Originally posted May 26, 2016
So tomorrow marks the official start of Round 2. I will be back in the hospital and hooked up to an IV for about 4 days straight. They may speed it up a bit, tbd. So, after I left the hospital two Wednesdays ago, I was pretty darn exhausted. And the to-do lists never end. My discharge instructions included a litany of medications and protocols for me to follow, so the first stop was the pharmacy to pick up the meds and a pill box, because I have enough prescriptions now to warrant one. Crazy. At least I found a purple pill box. My home care nurse came on Thursday to change the dressing on my PICC and show me how to flush the lines. This has to be done every day, and she has to come twice a week to draw blood and change the dressing.
Two days after I was discharged, I had to go in for the follow up Neulasta injection – which limits neutropenia (low white blood cell count) by stimulating my bone marrow to produce more white blood cells, because a side effect of the chemo is that it kills my blood cells… A rather crazy state of affairs particularly with blood cancers. Chemo literally kills the immune system at a time when a patient has the greatest need for healing. I have a huge issue with chemo in general. But, it just so happens that my particular form is very aggressive (fast-growing) and that the standard treatment for it is incredibly effective. I’m lucky. At least I know I will get through chemo and heal and be done with it. Most chemo treatments for most other forms of cancer hold no such promise. It may buy you some time, but it often comes with the cost of a very low quality of life due to the typical side effects and even then, no guarantees. And often it’s a long shot. Cancer research, unfortunately, has yet to find effective treatments that are less, well, barbaric. One day soon perhaps…
Anyway, that’s another discussion for another time, and very fortunately for me, I have experienced virtually none of the uncomfortable side effects from the chemo itself! No loss of appetite, no nausea or vomiting, no metallic taste, no chills, no mouth sores, no other unpleasant digestive complaints. Just some expected fatigue, which I chalk up more to the accumulated dearth of sleep I’d had in the month(s) leading up to treatment and the impossibility of sleep in the hospital. They finally weaned me off the steroid, Prednisone, tapering the dosage for 3 days after discharge, then I was done. I’d been hoping that once I was off that med, the insomnia would resolve, however no such luck in the immediate aftermath.

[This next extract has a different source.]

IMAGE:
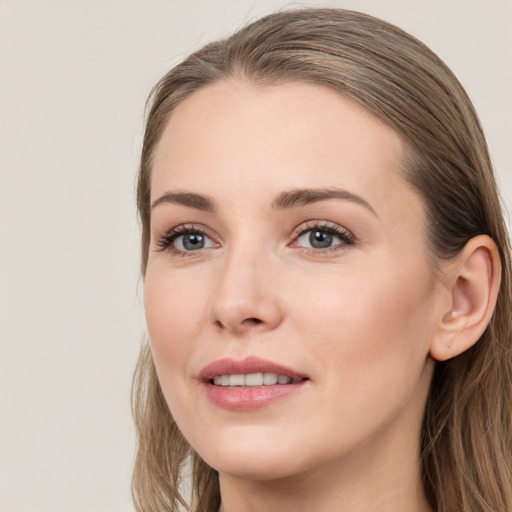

There were also the two injections to consider: another hormone injection to suppress my cycles and the Neulasta shot. After continued insomnia, I looked up the side effects of these and BOTH list insomnia/ fatigue as side effects, SO going off the prednisone alone didn’t resolve the issue. Nor did a change in the anti-anxiety meds. Nor did adding a Tylenol PM to the anxiety meds. Wonderful. Even after getting totally Zenned out when my yoga teacher came over to do craniosacral therapy late in the evening the Monday after discharge, and subsequently taking two Klonopin, even then I still did not sleep through the night. I’m continuing to work on it, but I will say that about a week after I was discharged I did finally get some good sleep. It’s improving, but I have yet to completely sleep through the night, much less sleep in. Still a work in progress, but overall I have been feeling quite excellent for the past week, after getting over the side effects of the injections, for which they can give me further medication next time… meds to deal with the side effects of meds that treat the side effects of other meds…. What a crazy ‘healthcare’ system we have.
I received the Neulasta injection on the Friday morning after my discharge, and by Sunday evening was dealing with a great deal of discomfort in my hips. Sure enough, here was the start of the ‘bone pain’ they had warned me of. Apparently, patients who receive this shot often experience bone pain, particularly younger patients, as the shot stimulates the bone marrow to produce cells, so I guess the extra stimulation causes pain from the extra activity… I’m not quite sure of the mechanism behind the pain but I suppose it makes some sense. And if the pain was there, it meant the shot was working. The pain was not completely debilitating but I had to take it easy those days. And it did – the discomfort subsided by Wednesday evening and when I went for my follow up appointment on Thursday, the blood labs showed that my white blood cell count was ‘very high’ and the rest of the stuff in my blood – hemoglobin, platelets – was great too. Great job bone marrow! In other good news, I had a follow up fertility appointment after my Neulasta shot, and not only was I ‘healing beautifully,’ but they actually froze another egg! It matured and I now have an extra bonus. Lucky #16.
So that’s that: some fatigue from ongoing insomnia and some bone pain from the white blood cell injection. During the diagnostic and fertility process, I had the time to do as much research as I could on treating cancer with nutrition and supplements and alternative treatments, and was able to walk in to treatment as healthy as I possibly could be given the circumstances, albeit somewhat exhausted from the fertility preservation process. On top of the fact that I am young and (otherwise) healthy, I had more or less detoxed my system quite thoroughly through my organic, plant-based diet and lots of juicing. I’m still early on in treatment, but I do credit the diet changes and supplemental treatments with helping me sail through this first round relatively smoothly… knock on wood. I’ve been knocking on a lot of wood lately.